A autora citada faz notar o que disse Nietzsche sobre o que ele entendia por individualismo, no século XIX: “O individualismo é uma variedade modesta e ainda inconsciente da vontade de poder; aqui o indivíduo se contenta em se libertar da dominação da sociedade (quer seja a do Estado ou a da Igreja)” (Russ, 2011, p. 14).
A visão do sábio alemão era sobre o individualismo do seu tempo (século XIX, como visto), “que aparecia ainda como uma conquista: uma libertação das diversas formas de poder ou de participação social, diz Russ (2011, p.14).

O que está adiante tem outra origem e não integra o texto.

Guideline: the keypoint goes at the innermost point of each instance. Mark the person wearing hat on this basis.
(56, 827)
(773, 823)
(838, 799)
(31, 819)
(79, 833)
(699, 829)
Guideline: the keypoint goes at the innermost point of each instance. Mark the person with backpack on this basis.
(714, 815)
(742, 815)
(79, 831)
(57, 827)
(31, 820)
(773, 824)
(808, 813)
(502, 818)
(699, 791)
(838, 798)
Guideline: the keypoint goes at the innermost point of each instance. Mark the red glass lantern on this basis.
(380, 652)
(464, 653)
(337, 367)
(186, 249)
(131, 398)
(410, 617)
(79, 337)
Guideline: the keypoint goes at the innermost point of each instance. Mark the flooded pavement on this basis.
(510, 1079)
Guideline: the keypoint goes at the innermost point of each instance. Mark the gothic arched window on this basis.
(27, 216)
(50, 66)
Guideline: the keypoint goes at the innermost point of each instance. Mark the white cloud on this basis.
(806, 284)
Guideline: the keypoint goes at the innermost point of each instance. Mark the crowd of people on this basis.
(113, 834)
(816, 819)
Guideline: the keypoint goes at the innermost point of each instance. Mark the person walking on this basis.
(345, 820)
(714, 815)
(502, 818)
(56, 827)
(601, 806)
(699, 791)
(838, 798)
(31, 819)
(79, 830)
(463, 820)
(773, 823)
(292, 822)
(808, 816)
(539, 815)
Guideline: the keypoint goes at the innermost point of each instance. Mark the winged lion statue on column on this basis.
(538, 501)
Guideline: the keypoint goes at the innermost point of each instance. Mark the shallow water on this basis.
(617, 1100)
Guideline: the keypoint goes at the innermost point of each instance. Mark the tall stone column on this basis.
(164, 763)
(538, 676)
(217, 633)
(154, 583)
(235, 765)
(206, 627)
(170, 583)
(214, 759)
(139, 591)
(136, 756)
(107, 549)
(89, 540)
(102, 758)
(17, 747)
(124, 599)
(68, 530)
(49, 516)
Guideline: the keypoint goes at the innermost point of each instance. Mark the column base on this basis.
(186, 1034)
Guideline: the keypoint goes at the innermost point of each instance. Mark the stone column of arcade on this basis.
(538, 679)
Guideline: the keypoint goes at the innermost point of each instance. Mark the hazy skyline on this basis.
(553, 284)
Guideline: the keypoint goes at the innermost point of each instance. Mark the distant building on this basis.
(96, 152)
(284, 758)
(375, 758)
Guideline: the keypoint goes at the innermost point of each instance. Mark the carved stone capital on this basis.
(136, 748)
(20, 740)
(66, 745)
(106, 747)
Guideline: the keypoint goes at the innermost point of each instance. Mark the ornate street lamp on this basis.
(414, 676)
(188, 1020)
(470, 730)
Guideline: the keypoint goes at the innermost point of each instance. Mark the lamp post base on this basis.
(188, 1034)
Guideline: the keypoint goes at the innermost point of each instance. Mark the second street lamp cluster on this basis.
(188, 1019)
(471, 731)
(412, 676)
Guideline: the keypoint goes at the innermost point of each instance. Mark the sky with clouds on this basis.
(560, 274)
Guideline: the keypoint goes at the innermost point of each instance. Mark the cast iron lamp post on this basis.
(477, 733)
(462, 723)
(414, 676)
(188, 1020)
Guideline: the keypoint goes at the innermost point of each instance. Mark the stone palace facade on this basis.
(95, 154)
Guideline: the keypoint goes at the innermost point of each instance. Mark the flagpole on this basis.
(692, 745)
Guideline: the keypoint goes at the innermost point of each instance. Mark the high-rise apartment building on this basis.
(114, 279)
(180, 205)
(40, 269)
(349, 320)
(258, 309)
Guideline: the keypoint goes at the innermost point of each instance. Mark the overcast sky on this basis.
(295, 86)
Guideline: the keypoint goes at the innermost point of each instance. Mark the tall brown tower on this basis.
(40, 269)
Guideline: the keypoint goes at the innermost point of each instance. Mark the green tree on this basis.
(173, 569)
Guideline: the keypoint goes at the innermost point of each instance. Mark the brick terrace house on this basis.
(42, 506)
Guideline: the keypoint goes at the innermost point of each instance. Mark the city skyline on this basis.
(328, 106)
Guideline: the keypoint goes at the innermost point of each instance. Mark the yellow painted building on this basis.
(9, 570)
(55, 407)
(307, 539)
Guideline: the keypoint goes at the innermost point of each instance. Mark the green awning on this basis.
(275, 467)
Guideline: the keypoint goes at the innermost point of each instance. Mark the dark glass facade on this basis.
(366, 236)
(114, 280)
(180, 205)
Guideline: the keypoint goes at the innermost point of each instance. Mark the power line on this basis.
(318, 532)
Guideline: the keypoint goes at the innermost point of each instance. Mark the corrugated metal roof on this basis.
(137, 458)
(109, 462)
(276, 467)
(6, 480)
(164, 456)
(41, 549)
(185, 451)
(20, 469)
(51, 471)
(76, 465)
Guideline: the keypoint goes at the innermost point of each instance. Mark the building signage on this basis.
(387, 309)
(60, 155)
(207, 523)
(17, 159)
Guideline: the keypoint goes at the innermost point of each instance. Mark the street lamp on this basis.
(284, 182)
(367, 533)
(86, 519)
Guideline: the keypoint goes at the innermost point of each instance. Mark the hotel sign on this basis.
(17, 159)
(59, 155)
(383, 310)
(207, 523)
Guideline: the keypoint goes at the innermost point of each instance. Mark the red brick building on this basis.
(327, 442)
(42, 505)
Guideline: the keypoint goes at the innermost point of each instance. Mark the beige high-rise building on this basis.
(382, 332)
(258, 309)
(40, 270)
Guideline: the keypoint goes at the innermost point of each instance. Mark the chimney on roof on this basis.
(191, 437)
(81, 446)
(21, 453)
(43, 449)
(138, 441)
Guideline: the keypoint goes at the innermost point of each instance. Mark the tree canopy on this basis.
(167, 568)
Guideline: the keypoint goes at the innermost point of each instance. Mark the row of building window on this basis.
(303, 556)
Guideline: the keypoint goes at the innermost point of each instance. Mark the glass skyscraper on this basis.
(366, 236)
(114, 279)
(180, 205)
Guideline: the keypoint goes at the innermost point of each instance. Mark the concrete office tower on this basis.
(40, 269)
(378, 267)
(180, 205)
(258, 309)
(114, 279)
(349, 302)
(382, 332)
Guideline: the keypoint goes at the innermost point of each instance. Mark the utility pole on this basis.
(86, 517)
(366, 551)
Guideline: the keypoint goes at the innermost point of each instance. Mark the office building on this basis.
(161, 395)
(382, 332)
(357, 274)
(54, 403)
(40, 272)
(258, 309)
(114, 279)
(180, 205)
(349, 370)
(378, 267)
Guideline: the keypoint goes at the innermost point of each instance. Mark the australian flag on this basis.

Todavia, esta autora vai além e dá-nos uma explicitação acerca do individualismo dos nossos dias: “O individualismo contemporâneo, descrito, em particular, por Gilles Lipovetsky, no L’ère du vide (A era do vazio), não designa um triunfo da individualidade em face das regras constrangedoras, mas a realização de indivíduos estranhos às disciplinas, às regras, aos constrangimentos diversos” (2011, p. 14-15).
Ora, mas em que consiste esse novo individualismo? Vejamos: “O que encontramos neste individualismo contemporâneo? As delícias do narcisismo, bem mais que o acesso à conquista da liberdade. Promoção de valores hedonistas, permissivos, psicologistas, culto da “desconstrução”, vinculação às particularidades idiossincráticas, eis o que se esboça na idade pós-moderna. Assim, entramos nessa era do narcisismo” (Russ, 2011, p. 15).
Se prestarmos bem a atenção, veremos esse individualismo latente em torno de nós, em particular no nosso País, a partir de pessoas que se apresentam como líderes políticos, religiosos, ou de outras searas.
Eis, a seguir, uma pergunta intrigante a esperar uma boa resposta, nessa era dos vazios. Caminhamos para a universalização do individualismo? Há meios para contê-lo? Eticamente, o que essa presumível universalização representaria ou representará? Vejamos: “Na era dos homens “vazios”, votados às escolhas privadas, e narcisistas, é possível redescobrir uma macroética, válida para a humanidade no seu conjunto? Se o individualismo configura nossa modernidade avançada, se a sociedade é assim atomizada
numa poeira infinita de “Narciso”, como requer então, para a ética, um princípio que possua uma validez universal?” (Russ, 2011, p. 15-16).
Precisamos acordar. A política de “interesses”, posta em ação por vários segmentos políticos de direita ou de esquerda, tem causado um mal absurdo ao Brasil. A anestesia lançada pelos ditos “líderes” narcisistas tem atrofiado a luta pela expressão maior da cidadania e da dignidade da pessoa humana. Mas, todos eles passarão e nós, cidadãos e cidadãs, ficaremos. A cidadania não passa. Ela ferve, ela vive.
Referências: 1) Russ, Jacqueline. Pensamento Ético Contemporâneo. Tradução de Constança Marcondes César. 5 ed. São Paulo: Paulus, 2011. 2) Valls, Álvaro L. M. O Que é Ética. 1 ed. 24 reimpressão. São Paulo: Editora Brasiliense, 2008.
*Padre (Paróquia Santa Dulce dos Pobres – Aruana - Aracaju), advogado, professor da UFS, membro da ASL, da ASLJ, da ASE, da ADL e do IHGSE.